Culture and Poetry

In my last few posts I have talked about how important it is to study the humanities to see how those great thinkers and artists before us dealt with the many issues in life.  More importantly, these great thinkers and artists have spent their lives thinking about the one question that all of us ask: “What is the meaning of life?”

There is perhaps no greater question that demands an answer.  The humanities have given us the answer, but it needs to be uncovered.  If it were that easy to see, then no one would need the question answered and we would all be happy and content in life.

I would like to spend the next several posts discussing how great poetry helps us find the meaning of life.

Let’s start with a poem well-known to most Americans.  The following are the last lines of the poem.

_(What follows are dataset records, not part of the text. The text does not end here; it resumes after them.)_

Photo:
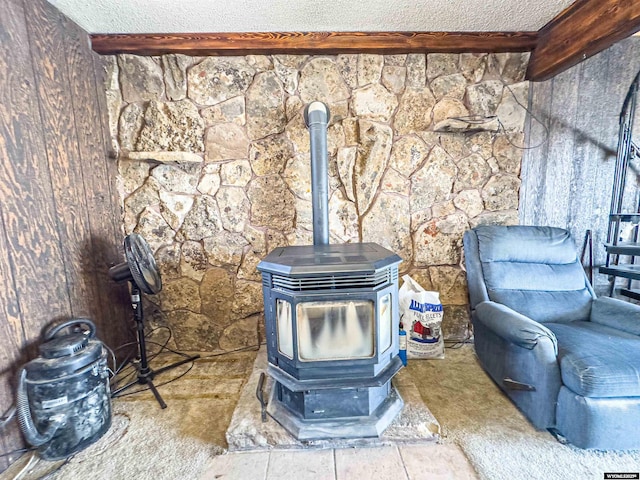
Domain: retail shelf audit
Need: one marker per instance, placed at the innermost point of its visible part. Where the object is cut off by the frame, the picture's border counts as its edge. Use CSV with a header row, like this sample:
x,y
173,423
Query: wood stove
x,y
331,315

Casey at the Bat: A Ballad of the Republic Sung in the Year 1888, 37-52

(Thayer, 1888)

With a smile of Christian charity great Casey’s visage shone;

He stilled the rising tumult; he bade the game go on;

He signaled to the pitcher, and once more the spheroid flew;

But Casey still ignored it, and the umpire said, “Strike two.”

 

“Fraud!” cried the maddened thousands, and echo answered fraud;

But one scornful look from Casey and the audience was awed.

They saw his face grow stern and cold, they saw his muscles strain,

And they knew that Casey wouldn’t let that ball go by again.

 

The sneer is gone from Casey’s lip, his teeth are clenched in hate;

He pounds with cruel violence his bat upon the plate.

And now the pitcher holds the ball, and now he lets it go,

And now the air is shattered by the force of Casey’s blow.

 

Oh, somewhere in this favored land the sun is shining bright;

The band is playing somewhere, and somewhere hearts are light,

And somewhere men are laughing, and somewhere children shout;

But there is no joy in Mudville — mighty Casey has struck out.